We’ll use the powerful brms package to create our multilevel model. The formula below can be read as “model the (binary) outcome with an overall mean level of satisfaction, with offsets for each position, for each country, and for each engagement level”. The notation `(1 | engagement)` tells brms that we want multilevel effects. The effectiveness of MRP will depend on the suitability of your model.

model <- brms::brm(
family = bernoulli(),

formula = outcome ~ 1 +
(1 | position) +
(1 | country) + (1 | engagement),

prior = c(
prior(normal(1, 2), class = "Intercept"),
prior(normal(0, 1), class = 'sd')
),

data = df,

cores = 4,
chains = 4,
warmup = 1500,
iter = 3000,
control = list(adapt_delta = 0.99), # get rid of divergences
seed = 59658 # for reproducibility,
file = 'mrp' # cache the trained model
)

As this is a Bayesian model, we’ll need some priors.

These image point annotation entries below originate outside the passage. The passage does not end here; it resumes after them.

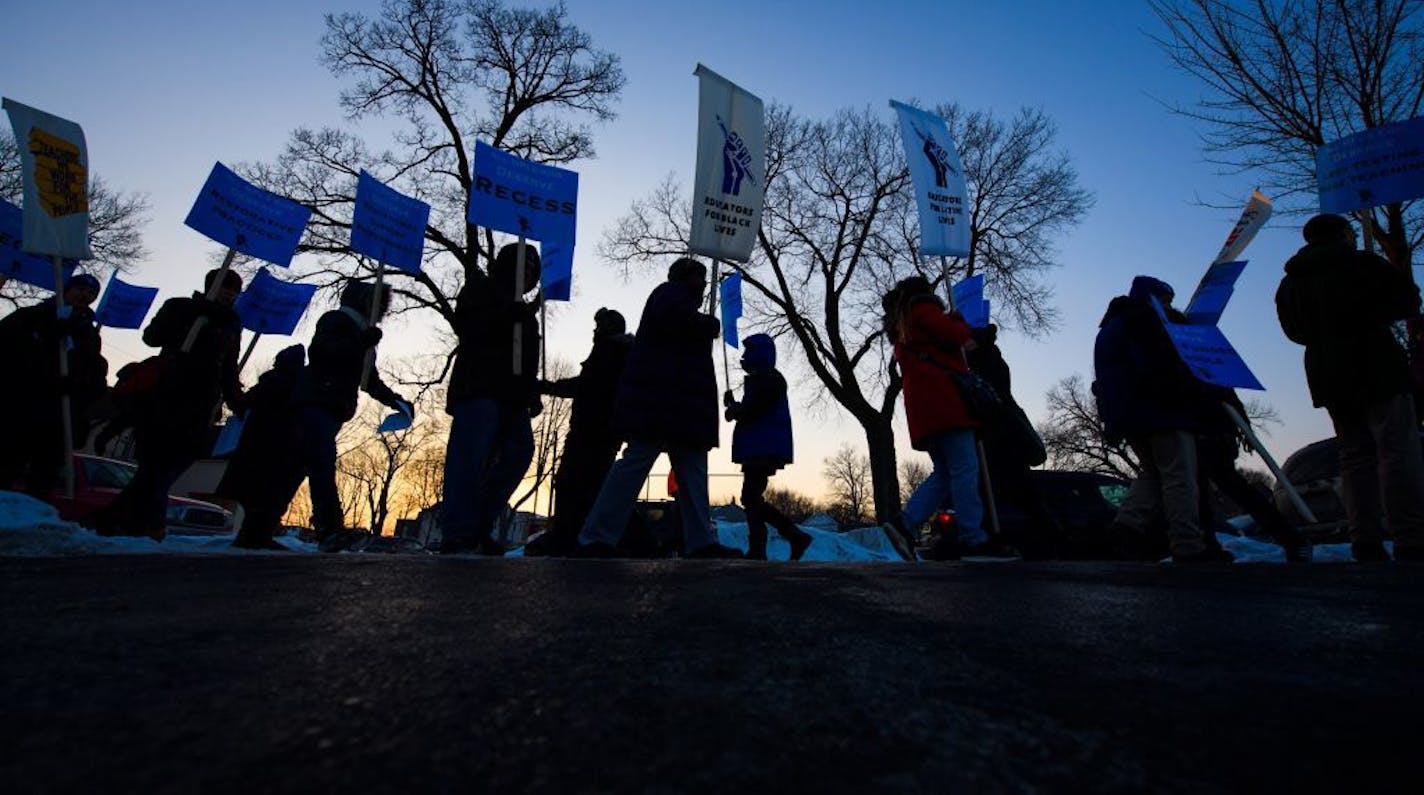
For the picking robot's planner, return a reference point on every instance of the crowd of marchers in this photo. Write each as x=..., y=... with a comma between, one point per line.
x=654, y=392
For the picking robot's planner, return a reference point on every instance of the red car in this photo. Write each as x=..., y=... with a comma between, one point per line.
x=97, y=480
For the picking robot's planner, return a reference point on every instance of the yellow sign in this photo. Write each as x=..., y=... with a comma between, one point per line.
x=59, y=174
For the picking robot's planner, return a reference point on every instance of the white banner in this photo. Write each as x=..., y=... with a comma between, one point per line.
x=1258, y=210
x=731, y=178
x=54, y=167
x=939, y=183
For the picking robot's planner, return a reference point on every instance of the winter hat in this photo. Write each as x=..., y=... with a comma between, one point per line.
x=358, y=295
x=761, y=351
x=610, y=322
x=687, y=268
x=503, y=267
x=81, y=279
x=1147, y=287
x=1326, y=227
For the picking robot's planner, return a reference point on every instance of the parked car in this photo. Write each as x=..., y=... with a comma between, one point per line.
x=98, y=480
x=1315, y=472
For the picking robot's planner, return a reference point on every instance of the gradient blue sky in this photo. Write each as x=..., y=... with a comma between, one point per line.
x=164, y=89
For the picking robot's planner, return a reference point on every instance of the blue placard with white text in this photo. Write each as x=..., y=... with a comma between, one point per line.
x=124, y=305
x=731, y=308
x=271, y=305
x=1213, y=291
x=1370, y=168
x=245, y=218
x=19, y=264
x=514, y=195
x=389, y=225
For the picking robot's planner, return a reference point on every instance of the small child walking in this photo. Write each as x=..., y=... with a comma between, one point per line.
x=762, y=445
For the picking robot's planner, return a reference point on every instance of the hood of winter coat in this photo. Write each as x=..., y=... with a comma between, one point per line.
x=1319, y=255
x=761, y=352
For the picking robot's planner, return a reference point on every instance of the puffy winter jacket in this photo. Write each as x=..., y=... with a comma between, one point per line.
x=763, y=416
x=932, y=344
x=1339, y=302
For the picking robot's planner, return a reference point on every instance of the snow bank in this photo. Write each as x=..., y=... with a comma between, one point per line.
x=32, y=527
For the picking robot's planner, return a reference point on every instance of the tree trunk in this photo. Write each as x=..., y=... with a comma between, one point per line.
x=885, y=476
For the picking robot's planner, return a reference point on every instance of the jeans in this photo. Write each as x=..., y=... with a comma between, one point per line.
x=316, y=456
x=1380, y=448
x=614, y=506
x=489, y=453
x=954, y=482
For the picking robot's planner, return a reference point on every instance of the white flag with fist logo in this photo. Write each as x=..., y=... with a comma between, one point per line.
x=731, y=178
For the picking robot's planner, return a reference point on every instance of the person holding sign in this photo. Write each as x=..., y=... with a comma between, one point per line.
x=490, y=401
x=1148, y=398
x=34, y=446
x=174, y=406
x=1342, y=304
x=667, y=403
x=325, y=398
x=929, y=348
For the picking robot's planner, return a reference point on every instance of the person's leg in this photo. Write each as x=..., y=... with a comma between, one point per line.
x=963, y=466
x=1175, y=456
x=473, y=425
x=691, y=470
x=513, y=450
x=1359, y=475
x=1401, y=472
x=608, y=516
x=754, y=487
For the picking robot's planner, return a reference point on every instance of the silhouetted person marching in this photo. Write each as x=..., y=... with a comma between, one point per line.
x=591, y=443
x=762, y=445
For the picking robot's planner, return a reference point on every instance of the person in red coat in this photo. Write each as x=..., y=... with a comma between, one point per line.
x=929, y=346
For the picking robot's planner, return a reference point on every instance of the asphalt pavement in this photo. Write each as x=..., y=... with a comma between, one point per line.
x=405, y=673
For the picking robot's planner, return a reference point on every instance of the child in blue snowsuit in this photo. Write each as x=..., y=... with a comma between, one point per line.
x=762, y=445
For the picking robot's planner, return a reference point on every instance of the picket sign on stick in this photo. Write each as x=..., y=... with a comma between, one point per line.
x=66, y=419
x=372, y=317
x=212, y=295
x=1275, y=469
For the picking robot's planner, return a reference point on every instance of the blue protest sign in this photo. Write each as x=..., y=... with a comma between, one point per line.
x=271, y=305
x=1206, y=352
x=245, y=218
x=124, y=305
x=556, y=275
x=1379, y=165
x=19, y=264
x=389, y=225
x=514, y=195
x=731, y=297
x=1213, y=291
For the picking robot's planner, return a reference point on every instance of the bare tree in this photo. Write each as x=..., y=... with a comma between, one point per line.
x=839, y=228
x=792, y=505
x=1075, y=438
x=847, y=485
x=117, y=222
x=913, y=472
x=1286, y=76
x=449, y=73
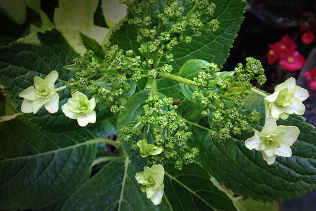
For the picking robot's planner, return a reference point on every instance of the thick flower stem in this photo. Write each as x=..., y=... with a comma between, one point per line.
x=258, y=92
x=104, y=159
x=115, y=144
x=178, y=78
x=191, y=11
x=60, y=88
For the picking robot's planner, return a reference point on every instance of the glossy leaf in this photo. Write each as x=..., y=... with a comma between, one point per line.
x=39, y=168
x=113, y=188
x=245, y=172
x=38, y=55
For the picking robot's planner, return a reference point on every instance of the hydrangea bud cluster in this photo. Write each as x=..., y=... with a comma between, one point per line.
x=175, y=24
x=169, y=134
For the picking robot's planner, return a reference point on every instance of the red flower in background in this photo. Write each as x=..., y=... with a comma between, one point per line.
x=308, y=37
x=293, y=62
x=311, y=78
x=310, y=75
x=272, y=56
x=285, y=50
x=284, y=47
x=312, y=85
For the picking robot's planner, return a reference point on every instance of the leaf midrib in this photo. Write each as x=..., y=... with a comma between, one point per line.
x=93, y=141
x=191, y=191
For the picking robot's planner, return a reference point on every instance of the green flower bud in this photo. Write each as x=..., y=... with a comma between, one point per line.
x=152, y=182
x=148, y=149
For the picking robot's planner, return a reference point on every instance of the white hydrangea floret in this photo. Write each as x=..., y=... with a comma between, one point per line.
x=273, y=140
x=80, y=108
x=42, y=94
x=287, y=99
x=152, y=182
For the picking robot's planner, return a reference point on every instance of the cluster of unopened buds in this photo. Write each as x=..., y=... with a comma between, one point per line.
x=287, y=55
x=276, y=140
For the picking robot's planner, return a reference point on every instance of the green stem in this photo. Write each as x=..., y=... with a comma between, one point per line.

The normal(1, 2) prior on the intercept roughly translates to the expectation that the overall satisfaction rate can be pretty much anything, but most likely somewhere around 73%. We use the same half-normal(0, 1) prior on all the multilevel effects since a unit increase (on the logit scale) is typically a large effect in this context.

Now we take our population weights, add in predictions from our model, then post-stratify.

draws <- weights %>%
tidybayes::add_predicted_draws(
model,
allow_new_levels = TRUE, # some cells not observed!
prediction = 'p' # name the cell-level probability
) %>%
group_by(position, .draw) %>%
summarise(probability = sum(weight * p)) # poststratification
}

It is important to include allow_new_levels = TRUE as there can be cells in your population for which you have no respondents. This is another area where the multilevel model shines: having modelled the dependence between the observed levels of a factor, we can often make reasonable estimates for unseen levels.

As expected, adjusting the raw responses for selection bias has decreased our estimate for the average satisfaction rate.